Ms. Michele (my wife of the same name appreciates the proper French spelling) also seems just as born and driven and hungry to do musical theater as is her character, Rachel, the gleeks’ best girl singer. Scrub that. Best singer.
Also new — to me — is Matthew Morrison as the club’s nice-guy coach and put-upon teacher. And then there’s the rest of the gleeks. Love them! Kevin McHale? I thought he was GM of the Minnesota T Wolves. Nope, the actor who pretends to need a wheelchair is a bright new talent — with amazing discipline not to move his legs while castmates dance up a storm around him.
Jane Lynch? The Chris Guest trouper (and 2 1/2 Men, Boston Legal, etc. guest star) has always been fun. Here, as the show’s haughty power-mad cheerleader-coach foil for the underdog gleeks, she’s got a great role to sink her comic teeth into and not let go — at least for 13 episodes, though surely Glee will be renewed for mid-season.
Those are reasons enough to watch Wednesdays at 8 (that’s CST — I’m in Houston). But for this show, what really POPS — what really shines beyond the great music and the great cast — is something very special, very unusual, even for today’s most-watched shows.
It’s something that starts on the page and extends through casting, direction and performances.
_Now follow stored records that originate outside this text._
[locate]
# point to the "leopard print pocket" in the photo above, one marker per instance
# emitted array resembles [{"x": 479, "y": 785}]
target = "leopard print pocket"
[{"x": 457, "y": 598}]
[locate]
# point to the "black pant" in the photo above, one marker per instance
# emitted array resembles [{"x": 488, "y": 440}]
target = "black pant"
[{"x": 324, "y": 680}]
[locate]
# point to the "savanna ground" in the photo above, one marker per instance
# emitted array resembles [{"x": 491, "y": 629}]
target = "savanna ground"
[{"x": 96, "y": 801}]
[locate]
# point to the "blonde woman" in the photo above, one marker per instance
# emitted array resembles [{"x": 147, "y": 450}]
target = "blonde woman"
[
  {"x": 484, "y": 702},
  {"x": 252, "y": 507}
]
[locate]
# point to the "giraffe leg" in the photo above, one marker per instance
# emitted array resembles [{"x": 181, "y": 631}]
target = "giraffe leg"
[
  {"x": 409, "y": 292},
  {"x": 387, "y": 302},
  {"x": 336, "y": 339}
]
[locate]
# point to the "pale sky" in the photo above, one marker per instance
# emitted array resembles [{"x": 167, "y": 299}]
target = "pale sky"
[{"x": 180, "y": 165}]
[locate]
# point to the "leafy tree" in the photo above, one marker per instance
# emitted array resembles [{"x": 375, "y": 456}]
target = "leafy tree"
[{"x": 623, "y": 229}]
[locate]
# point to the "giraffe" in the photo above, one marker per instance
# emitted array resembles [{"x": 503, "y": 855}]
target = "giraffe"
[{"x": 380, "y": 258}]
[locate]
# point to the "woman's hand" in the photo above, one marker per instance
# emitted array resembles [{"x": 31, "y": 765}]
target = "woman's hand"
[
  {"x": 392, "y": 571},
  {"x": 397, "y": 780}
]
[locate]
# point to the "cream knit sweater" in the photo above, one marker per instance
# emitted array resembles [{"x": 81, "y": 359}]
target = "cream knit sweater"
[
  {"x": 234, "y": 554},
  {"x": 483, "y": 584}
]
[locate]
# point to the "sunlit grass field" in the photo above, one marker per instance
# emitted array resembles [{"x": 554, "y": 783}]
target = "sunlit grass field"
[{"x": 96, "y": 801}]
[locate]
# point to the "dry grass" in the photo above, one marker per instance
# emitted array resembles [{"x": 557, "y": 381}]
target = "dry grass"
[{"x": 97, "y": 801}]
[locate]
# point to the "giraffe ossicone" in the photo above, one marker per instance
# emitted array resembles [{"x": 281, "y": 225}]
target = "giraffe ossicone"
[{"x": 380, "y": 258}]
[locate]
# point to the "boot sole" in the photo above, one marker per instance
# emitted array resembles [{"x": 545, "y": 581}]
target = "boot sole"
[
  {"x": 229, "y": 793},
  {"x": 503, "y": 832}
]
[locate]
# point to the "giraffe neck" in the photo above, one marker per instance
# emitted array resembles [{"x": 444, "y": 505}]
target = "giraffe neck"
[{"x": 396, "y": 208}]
Quite simply, it’s characters you can REALLY CARE ABOUT — not because the script, the setup, the billing or the hype tell you to, but because they’ve earned it.
I care about these folks — lots of ’em — and on what other show is that true? On Ugly Betty, I’m impressed by Wilhelmina and amused by Mark, but only care about Betty, while exasperated by her. On Desperate Housewives, I can respect the dark humor and shrewd scheming, but who’s to like?
On Glee, I not only love the core gleeks — love ’em — but even understand their nemeses. As Murphy spins it, everybody’s human, which is the kind of tolerance our Glee heroes only wish were a mantra. And everybody has a selfish, dark side — or at least sliver. But here, only a few really pursue life from their hearts, not from avarice, bitchy insistence on conformity or projection of lousy status standards.
As I say, I’m on board. And you are welcome to join me here. This will not be a shrieking hot tamale train of mindless hype. It will be a non-loco locomotive that tells it like it is (if I carp, it’s cuz I love), cherishes musical expression more than any art and values true show-biz inspiration.
We don’t see that a lot, but we’re seeing it now. We’re seeing it in Glee.